If George Gurdjieff (see previous post) had been a screenwriter, he might have organized his plots around the story’s “centre of gravity”. Gurdjieff used that term with reference to his lectures. There’s no point in wasting time with details, he said, if the essence of his subject isn’t understood. Let’s – as writers and readers – consider this approach.

So, what is a story’s centre of gravity?

In Star Wars, it was the Dark Force, a centre of gravity that most certainly guided George Lucas through the development of his intergalactic tale. It’s almost always a ‘dark force’, that is to say, an aspect of the protagonist that he or she will avoid like the plague. It’s what heroes fear most. It defines their limits. So, naturally, that’s where the story is headed.

A story should take the protagonist to that very place where she has no experience in defending herself. It’s a place of emptiness, exhaustion, and dread. It’s only at this dead-end where the hero opens up to influences beyond her narrow, mind-made reality…and finds a way out.

As writers, we need to discover this crucial story element as soon as possible in the writing process. As readers, we get seduced into the story by our expectation that the protagonist will crash and burn into this personal void.

This week’s blog from Eckhart Tolle says it perfectly: “Creativity arises out of the state of thoughtless presence in which you are much more awake than when you are engrossed in thinking.”

Consider Loretta (Cher) in Moonstruck. I keep coming back to the Act Two crisis in this most perfect of films. Loretta has struggled throughout Acts One and Two to suppress her romantic nature because she’s soon to marry a dullard. But after the most romantic evening of her life (with her fiance’s brother), she has run out of defenses. She has come to a full stop. As the camera zooms slowly into her face, we see exactly what Gurdjieff and Tolle are talking about.
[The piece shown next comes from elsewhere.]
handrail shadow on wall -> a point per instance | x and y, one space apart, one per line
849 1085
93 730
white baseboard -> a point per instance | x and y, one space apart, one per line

We see the ‘thoughtless presence’ that exists at the ‘centre of gravity’.

Act Three finds the hero functioning in tune with her deeper nature for the first time. As in fiction, so in life – we have to come to a complete stop before resuming a life that’s in tune with the wider world.  

Until we know what it takes to bring our hero to that complete stop, all other story details are meaningless.